Perhaps the great danger hidden in automatic translations is that, at some point, they will become the standard of quality
In a recent article in the New York Times titled “The False Promise of ChatGPT,” Noam Chomsky argues that the great fallacy of AI stems from the fact that “the human mind is not a ponderous pattern-matching statistical engine, devouring hundreds of terabytes of data and extrapolates from the most logical reply within a conversation or the most probable answer to a scientific question”, but “a surprisingly efficient and elegant system that works with small amounts of information and that does not seek to infer crude correlations between data but rather generate explanations” (the translation is mine).
neoliberal strategy
Publisher Ernest Folch would probably agree. For him, we are facing a fanaticism of technology and a neoliberal strategy to save costs. “ They want us to believe this stupidity that machines can also replace and even improve our brain. And the truth is that a translation, like any creative work, needs things like emotion, sensitivity and good judgment, all virtues that a machine can never have. There is nothing further from literature than a machine, and I honestly don’t believe that there can be literary translations, much less decent and intelligent literary works that can be produced by AI. So far the only big find of the AI is the name, which gives it an appearance of what it is not. It may be useful for many things, but definitely not for anything to do with creation.

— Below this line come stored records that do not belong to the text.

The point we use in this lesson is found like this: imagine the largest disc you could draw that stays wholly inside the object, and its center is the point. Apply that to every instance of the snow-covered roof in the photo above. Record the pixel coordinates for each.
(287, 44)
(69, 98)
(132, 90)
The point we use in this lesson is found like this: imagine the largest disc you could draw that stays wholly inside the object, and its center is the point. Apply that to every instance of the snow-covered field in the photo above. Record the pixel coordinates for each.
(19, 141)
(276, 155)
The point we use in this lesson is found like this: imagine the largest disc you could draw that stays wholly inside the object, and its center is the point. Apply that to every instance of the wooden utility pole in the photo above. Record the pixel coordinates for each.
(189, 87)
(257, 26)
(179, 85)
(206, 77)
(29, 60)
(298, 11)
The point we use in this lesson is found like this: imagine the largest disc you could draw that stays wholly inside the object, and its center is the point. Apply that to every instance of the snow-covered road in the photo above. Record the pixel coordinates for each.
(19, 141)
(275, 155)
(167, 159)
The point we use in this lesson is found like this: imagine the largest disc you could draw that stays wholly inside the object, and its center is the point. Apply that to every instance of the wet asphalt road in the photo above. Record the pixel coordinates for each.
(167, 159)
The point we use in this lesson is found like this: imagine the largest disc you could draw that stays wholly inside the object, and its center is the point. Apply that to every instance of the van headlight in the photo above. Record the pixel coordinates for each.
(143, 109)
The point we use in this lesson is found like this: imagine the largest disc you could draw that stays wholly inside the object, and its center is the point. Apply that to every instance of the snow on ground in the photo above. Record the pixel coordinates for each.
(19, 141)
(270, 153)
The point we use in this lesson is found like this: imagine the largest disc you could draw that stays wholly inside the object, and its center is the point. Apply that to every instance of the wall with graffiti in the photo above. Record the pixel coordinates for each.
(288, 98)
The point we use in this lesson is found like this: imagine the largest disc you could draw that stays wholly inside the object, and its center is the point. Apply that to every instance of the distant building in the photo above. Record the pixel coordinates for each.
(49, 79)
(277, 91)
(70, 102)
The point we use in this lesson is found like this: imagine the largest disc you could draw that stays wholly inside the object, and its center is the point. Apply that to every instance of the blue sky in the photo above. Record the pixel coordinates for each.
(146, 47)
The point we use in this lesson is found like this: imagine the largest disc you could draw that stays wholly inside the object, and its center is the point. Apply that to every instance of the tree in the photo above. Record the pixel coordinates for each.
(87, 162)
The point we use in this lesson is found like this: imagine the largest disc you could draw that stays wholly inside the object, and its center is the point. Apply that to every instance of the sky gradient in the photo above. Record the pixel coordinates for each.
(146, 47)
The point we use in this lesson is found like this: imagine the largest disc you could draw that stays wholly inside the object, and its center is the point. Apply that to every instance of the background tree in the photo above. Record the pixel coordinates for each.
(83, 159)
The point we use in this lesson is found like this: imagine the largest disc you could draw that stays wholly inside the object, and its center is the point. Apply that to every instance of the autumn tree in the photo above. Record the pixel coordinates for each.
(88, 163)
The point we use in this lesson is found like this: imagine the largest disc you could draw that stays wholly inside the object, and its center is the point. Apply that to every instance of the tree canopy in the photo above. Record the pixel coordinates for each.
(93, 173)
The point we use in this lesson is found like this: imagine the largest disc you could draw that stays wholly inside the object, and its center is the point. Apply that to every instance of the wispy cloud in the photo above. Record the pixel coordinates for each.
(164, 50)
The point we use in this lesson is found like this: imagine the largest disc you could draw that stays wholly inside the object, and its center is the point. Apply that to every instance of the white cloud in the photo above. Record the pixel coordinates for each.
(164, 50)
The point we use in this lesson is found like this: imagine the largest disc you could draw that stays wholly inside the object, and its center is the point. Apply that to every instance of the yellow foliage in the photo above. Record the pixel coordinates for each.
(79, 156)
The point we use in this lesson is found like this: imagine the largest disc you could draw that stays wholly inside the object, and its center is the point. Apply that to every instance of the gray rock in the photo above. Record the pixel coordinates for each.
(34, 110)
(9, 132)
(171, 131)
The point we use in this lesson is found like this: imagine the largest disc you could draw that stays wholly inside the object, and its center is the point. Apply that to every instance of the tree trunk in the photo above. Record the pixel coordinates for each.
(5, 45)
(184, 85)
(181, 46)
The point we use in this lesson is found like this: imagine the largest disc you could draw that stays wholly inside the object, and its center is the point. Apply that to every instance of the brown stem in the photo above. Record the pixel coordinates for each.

In any case, perhaps the great danger that machine translations hide is that, at some point, they will become the standard of quality, and that, in the not too distant future, publishers will require their human translators to translate like machines . . There there will be no Terminator to save us.
[Note: the first of the translations of Shakespeare’s sonnet at the beginning of this report belongs to William Ospina; the second is from ChatGPT and the third from Ramón García González].